REPUBLIKA.CO.ID, YANGON -- Pemerintah bayangan Myanmar, National Unity Government (NUG), memperingatkan rezim militer bahwa setiap penjualan misi diplomatik negara tersebut dikategorikan melanggar hukum.
Menteri Perencanaan, Keuangan, dan Investasi NUG U Tin Tun Naing menyampaikan peringatan tersebut setelah mereka mendapatkan laporan yang kredibel tentang rencana rezim menjual lahan Kedutaan Besar Myanmar di Tokyo, Jepang. Media lokal The Irrawaddy menghubungi kedutaan di Tokyo untuk meminta komentar, tetapi pejabat kedutaan tidak tersedia.
Meskipun informasi mengenai rencana penjualan belum diketahui, tetapi hal itu menunjukkan rezim semakin membutuhkan mata uang keras (hard currency). Ekonomi Myanmar menurun tajam sejak kudeta militer seiring mengeringnya investasi baru, penarikan investasi yang telah ada, serta penghentian proyek infrastruktur yang didukung pihak internasional.
Hal itu juga dikarenakan sanksi dari negara-negara Barat terhadap rezim militer di tengah pembunuhan brutal pasukan junta terhadap lebih dari 1.000 pengunjuk rasa, aktivis, serta pemuda.

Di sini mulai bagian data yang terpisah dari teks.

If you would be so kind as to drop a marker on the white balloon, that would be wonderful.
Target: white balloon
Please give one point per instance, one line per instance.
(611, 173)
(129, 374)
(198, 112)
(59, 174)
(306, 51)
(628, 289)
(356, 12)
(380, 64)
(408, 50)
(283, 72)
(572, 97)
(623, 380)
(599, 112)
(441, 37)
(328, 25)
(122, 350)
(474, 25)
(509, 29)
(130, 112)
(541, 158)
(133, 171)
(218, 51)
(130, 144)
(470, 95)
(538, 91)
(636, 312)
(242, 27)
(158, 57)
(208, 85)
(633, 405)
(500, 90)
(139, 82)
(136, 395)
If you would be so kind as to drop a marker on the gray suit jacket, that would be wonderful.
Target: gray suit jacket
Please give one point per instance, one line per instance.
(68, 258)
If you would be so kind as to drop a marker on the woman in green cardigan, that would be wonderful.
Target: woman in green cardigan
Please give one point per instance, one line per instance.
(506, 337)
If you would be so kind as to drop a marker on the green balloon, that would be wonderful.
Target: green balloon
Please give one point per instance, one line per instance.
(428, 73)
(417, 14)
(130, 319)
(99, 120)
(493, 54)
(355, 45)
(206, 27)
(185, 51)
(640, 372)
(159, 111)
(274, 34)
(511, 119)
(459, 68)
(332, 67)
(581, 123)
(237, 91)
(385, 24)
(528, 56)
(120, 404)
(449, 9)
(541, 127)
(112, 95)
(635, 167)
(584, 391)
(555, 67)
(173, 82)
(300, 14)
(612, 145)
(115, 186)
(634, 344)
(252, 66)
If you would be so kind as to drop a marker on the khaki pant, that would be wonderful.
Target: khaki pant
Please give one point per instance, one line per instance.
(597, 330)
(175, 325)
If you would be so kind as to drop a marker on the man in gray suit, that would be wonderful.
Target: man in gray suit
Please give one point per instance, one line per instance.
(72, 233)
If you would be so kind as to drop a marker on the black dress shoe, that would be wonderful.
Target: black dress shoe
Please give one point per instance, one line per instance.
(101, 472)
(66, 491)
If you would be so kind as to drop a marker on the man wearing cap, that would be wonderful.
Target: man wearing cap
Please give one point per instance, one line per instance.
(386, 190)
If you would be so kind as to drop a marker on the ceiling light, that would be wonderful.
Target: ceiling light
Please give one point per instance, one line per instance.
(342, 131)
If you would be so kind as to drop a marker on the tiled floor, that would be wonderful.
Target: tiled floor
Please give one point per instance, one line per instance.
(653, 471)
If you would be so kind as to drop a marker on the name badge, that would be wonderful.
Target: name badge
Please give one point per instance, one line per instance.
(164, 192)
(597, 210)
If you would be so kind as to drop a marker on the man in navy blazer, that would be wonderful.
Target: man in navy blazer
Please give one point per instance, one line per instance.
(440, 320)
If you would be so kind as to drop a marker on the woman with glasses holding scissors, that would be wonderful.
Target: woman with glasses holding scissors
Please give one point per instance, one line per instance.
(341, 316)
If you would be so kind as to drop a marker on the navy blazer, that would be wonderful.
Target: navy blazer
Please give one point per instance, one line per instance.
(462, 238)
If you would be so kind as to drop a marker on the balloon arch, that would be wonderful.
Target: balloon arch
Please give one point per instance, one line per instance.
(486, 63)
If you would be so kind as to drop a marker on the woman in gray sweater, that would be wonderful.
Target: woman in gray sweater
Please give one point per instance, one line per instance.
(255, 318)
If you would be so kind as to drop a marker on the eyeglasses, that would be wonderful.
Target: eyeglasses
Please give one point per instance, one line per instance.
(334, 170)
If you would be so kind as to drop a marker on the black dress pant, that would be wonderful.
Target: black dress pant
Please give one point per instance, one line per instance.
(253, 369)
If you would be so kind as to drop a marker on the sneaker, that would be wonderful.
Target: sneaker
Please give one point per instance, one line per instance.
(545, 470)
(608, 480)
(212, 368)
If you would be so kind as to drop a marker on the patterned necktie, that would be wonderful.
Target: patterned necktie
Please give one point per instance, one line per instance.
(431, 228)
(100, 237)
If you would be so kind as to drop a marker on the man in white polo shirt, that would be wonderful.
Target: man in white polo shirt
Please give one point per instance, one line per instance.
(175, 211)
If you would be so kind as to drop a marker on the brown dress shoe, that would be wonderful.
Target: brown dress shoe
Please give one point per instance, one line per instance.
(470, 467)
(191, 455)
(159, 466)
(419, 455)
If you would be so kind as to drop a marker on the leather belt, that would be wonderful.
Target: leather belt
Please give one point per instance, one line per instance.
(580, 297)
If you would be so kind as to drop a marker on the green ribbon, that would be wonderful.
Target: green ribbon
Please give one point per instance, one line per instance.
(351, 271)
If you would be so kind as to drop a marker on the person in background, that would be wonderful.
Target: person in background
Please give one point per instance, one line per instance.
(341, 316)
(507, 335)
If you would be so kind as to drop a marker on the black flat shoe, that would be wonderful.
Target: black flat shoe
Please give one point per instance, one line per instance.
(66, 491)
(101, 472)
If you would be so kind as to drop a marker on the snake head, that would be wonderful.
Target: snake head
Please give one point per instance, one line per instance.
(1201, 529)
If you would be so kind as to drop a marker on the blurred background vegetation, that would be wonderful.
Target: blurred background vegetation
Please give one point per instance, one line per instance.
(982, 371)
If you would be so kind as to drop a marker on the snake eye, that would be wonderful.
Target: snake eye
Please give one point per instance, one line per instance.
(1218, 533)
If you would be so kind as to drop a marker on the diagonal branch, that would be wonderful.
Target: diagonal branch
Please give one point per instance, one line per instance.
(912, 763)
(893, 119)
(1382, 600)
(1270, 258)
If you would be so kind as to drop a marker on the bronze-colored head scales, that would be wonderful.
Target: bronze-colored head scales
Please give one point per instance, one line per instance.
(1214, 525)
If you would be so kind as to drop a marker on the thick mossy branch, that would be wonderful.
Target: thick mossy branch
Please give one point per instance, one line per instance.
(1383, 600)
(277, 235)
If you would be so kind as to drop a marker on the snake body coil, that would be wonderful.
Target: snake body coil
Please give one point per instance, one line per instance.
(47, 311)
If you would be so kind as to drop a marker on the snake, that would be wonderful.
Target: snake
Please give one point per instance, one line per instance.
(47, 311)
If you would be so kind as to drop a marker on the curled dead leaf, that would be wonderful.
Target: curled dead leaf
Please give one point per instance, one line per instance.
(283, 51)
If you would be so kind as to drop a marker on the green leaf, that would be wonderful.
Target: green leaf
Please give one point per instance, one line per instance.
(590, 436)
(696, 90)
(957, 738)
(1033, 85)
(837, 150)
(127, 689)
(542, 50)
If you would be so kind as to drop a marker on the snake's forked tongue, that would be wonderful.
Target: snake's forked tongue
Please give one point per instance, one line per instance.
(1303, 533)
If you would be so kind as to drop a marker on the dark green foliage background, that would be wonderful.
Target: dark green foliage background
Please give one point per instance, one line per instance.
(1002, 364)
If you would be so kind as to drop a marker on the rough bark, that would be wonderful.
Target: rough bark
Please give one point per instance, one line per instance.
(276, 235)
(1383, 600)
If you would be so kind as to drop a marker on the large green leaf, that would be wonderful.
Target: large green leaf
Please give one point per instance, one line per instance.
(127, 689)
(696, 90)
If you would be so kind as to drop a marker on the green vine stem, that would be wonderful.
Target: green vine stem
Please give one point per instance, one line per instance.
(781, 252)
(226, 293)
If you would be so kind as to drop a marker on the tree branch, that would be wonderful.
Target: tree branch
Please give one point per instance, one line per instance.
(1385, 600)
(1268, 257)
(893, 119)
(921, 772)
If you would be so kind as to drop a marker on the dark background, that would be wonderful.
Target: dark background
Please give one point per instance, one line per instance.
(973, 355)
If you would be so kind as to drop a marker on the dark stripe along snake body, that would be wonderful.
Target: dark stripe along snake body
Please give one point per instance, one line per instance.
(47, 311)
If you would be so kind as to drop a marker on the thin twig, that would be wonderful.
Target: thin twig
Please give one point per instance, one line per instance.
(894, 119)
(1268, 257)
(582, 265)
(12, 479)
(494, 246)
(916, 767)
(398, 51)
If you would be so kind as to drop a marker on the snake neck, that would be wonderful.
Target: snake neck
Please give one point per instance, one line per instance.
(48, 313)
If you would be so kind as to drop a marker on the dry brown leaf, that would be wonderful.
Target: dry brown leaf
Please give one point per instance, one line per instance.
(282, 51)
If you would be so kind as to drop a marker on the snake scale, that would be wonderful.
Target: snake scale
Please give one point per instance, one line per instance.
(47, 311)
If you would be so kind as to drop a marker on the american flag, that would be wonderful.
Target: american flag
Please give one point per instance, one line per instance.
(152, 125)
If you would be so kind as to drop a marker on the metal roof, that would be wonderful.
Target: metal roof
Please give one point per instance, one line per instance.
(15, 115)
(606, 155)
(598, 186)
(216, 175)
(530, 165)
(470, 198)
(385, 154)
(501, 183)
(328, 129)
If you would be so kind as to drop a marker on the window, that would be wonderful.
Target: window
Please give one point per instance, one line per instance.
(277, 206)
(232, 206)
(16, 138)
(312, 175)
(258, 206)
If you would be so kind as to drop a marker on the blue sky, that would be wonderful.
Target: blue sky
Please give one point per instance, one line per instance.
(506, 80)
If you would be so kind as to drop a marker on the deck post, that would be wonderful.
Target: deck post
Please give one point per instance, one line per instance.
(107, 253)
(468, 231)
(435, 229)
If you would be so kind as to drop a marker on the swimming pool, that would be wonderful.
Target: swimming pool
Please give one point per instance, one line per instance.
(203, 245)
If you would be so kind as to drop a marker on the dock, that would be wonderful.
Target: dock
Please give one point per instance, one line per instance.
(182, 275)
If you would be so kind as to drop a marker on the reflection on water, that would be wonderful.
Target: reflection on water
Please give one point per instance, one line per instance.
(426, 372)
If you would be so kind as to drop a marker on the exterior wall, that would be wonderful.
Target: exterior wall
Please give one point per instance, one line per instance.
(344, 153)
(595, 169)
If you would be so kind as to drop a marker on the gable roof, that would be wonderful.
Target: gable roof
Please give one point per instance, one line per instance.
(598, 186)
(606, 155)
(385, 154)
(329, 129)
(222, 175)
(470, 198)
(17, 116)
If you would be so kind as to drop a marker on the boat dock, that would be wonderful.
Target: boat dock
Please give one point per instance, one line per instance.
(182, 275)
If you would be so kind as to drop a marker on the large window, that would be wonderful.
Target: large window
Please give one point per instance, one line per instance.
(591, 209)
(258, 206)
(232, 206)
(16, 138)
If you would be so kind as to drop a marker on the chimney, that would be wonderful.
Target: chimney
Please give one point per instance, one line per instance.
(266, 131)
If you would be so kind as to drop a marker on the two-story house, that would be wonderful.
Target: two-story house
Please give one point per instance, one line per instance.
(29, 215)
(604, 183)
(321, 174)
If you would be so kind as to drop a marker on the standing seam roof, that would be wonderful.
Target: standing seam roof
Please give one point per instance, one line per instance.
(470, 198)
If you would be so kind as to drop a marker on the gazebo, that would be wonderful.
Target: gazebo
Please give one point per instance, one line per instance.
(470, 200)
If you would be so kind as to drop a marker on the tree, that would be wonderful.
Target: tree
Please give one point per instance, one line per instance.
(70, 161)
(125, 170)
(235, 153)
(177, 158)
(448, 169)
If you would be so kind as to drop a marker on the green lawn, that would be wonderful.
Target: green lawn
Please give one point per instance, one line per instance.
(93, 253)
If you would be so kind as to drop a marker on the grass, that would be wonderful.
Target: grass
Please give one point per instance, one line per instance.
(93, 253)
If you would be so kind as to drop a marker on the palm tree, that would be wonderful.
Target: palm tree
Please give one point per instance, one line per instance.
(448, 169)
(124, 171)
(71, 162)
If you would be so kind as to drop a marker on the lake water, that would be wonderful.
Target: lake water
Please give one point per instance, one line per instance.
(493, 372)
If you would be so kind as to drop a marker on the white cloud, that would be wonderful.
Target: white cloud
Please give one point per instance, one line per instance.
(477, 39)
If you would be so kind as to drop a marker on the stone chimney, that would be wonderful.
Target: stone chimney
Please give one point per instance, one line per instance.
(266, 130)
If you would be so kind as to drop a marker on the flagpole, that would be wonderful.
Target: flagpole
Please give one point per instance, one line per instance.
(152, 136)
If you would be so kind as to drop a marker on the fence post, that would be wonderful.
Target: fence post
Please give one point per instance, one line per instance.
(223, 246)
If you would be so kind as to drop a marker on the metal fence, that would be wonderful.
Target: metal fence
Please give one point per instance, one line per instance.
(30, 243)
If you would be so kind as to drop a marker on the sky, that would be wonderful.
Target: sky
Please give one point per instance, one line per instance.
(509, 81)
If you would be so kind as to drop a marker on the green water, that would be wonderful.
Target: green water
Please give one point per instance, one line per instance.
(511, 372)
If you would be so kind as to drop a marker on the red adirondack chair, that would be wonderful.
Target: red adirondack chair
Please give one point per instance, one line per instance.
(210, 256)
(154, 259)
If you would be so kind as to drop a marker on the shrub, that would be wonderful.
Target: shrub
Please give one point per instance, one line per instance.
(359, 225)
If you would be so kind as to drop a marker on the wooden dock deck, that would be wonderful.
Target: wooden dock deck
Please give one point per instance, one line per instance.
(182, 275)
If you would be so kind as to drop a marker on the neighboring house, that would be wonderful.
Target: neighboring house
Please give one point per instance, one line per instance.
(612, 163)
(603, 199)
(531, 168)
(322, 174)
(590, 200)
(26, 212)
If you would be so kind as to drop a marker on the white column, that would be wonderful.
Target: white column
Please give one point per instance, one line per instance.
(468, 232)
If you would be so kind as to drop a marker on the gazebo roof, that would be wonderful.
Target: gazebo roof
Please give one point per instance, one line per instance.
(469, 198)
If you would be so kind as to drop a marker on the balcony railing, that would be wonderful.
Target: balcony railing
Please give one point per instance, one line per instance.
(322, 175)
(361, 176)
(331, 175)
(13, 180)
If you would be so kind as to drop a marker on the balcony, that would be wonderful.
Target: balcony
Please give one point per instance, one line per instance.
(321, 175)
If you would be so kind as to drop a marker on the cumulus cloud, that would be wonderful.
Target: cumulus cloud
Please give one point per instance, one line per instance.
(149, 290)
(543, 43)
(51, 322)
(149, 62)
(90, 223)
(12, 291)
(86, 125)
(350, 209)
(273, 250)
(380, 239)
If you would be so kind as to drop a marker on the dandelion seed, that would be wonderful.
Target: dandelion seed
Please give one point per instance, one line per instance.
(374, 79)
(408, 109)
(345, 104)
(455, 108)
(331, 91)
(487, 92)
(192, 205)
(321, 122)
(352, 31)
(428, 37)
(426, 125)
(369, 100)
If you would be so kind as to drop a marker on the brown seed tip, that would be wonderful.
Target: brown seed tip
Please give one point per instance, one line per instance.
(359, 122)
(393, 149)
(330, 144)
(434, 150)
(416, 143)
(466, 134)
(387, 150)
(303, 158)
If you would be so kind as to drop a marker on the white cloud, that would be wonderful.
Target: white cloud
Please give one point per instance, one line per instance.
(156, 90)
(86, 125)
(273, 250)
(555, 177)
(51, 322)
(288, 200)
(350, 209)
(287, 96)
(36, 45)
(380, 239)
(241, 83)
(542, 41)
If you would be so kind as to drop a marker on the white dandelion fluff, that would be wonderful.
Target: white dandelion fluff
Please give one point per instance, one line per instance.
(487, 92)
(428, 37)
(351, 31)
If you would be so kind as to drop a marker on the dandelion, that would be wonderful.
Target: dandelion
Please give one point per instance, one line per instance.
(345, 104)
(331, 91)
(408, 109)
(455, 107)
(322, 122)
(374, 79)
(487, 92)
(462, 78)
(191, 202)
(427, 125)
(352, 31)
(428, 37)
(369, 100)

Warga Myanmar ikut menolak membayar pajak dan berhenti membeli tiket lotre sebagai bagian dari kampanye pemboikotan untuk mengurangi pendapatan rezim dan menyangkal legitimasinya.
“Karena mereka sangat membutuhkan mata uang asing, kemungkinan mereka berencana untuk menjual tanah kedutaan di negara lain juga,” kata U Tin Tun Naing dikutip dari The Irrawaddy, Kamis (16/9).
Pengumuman NUG menyatakan pemerintahan rezim militer sekaligus lembaga dan organisasi di bawahnya tidak berhak mengontrol, mengelola, atau menjual lahan publik sehingga setiap penjualan misi diplomatik negara tersebut dilarang. NUG menambahkan penjual atau pembeli, atau keduanya dalam transaksi tersebut akan diproses hukum pada waktu dan yurisdiksi yang ditentukan pemerintah bayangan.
NUG akan berkoordinasi dengan otoritas terkait di negara tempat misi diplomatik Myanmar berada untuk mencegah transaksi yang dilarang tersebut. Myanmar diguncang kudeta sejak 1 Februari di mana militer menggulingkan pemerintah terpilih Aung San Suu Kyi.
Militer berdalih pemilu yang mengantarkan Suu Kyi terpilih dengan suara terbanyak penuh kecurangan. Kelompok pemantau sipil melaporkan sebanyak 1.093 orang tewas sejak militer melakukan kudeta dan 6.533 orang masih ditahan hingga 15 September.